Juana movió la cabeza negativamente.
—No —contestó—. Pero como siempre hemos vivido aquí… entre los bosques… que son mi país…
Kazán tenía la cabeza vuelta en dirección de la cabaña. Lo llamó el hombre y Juana levantó la cabeza. Súbitamente se deslizó de su mano la cuerda que sujetaba al perro y extraña luz alumbró sus ojos, cuando vio lo que había en la orilla, a poca distancia. Era Loba Gris, cuyos ciegos ojos estaban vueltos hacia Kazán. Por fin Loba Gris, fiel y amante, había comprendido. El olfato le dio cuenta de lo que no podían ver sus ojos. Kazán y el olor del hombre estaban juntos. Y se marchaban… se marchaban.
—¡Mira! —exclamó Juana, dirigiéndose a su marido.
Éste se volvió. Las patas anteriores de Loba Gris estaban en el agua. Y cuando se alejaba la lancha, la loba se sentó sobre su cuarto trasero, levantó la cabeza al sol que no podía ver y profirió un tristísimo aullido dirigido a Kazán.
La canoa se ladeó inesperadamente. Un cuerpo leonado saltó… y Kazán cayó al agua.

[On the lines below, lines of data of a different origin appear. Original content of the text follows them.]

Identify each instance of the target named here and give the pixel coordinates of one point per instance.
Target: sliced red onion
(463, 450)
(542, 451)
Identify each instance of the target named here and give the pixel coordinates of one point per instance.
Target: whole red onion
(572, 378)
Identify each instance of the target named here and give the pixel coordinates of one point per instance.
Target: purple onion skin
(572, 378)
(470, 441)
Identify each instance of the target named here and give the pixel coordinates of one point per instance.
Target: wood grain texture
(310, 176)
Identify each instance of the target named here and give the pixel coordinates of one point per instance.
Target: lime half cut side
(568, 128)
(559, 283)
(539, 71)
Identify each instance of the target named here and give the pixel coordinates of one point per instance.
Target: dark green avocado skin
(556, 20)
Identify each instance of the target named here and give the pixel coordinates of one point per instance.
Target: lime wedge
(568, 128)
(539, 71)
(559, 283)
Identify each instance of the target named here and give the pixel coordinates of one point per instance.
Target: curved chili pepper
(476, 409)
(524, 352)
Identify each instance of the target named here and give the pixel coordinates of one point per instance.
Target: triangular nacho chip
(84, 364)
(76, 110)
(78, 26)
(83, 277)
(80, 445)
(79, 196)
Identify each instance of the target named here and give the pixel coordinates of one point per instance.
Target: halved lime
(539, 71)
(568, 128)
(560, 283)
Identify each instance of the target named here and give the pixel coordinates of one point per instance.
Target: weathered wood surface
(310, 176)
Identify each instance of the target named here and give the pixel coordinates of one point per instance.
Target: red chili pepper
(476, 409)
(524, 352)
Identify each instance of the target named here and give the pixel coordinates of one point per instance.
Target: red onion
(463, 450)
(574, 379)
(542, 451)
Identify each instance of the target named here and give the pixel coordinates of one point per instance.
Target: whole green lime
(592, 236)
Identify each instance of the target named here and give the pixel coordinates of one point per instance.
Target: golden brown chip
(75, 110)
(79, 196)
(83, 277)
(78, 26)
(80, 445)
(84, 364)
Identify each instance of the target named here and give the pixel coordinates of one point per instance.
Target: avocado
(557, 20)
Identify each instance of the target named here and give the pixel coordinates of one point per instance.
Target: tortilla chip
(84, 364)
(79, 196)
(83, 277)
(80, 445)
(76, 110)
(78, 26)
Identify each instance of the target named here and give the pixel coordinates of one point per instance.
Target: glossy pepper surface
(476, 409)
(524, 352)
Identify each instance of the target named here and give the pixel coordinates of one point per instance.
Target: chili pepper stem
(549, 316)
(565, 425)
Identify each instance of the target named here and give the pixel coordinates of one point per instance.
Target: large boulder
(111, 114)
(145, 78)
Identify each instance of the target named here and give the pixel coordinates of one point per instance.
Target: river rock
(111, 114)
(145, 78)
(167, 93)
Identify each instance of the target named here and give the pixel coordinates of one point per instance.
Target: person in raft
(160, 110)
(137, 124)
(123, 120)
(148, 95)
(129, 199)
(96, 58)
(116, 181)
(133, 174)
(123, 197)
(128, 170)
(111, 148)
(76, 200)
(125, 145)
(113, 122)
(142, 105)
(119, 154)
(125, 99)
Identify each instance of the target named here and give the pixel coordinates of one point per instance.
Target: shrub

El hombre se inclinó para coger su rifle, pero la mano de Juana lo detuvo. La cara de la joven estaba palidísima.
—¡Déjale que se vaya con ella! ¡Déjale! ¡Déjale! —exclamó—. Su sitio está al lado de la loba.
Y Kazán, llegando a la orilla, tomó tierra, se sacudió el agua de su espeso pelaje y por última vez miró a la mujer. La canoa desapareció lentamente tras el primer recodo de la corriente. Un momento después desapareció. Loba Gris había ganado.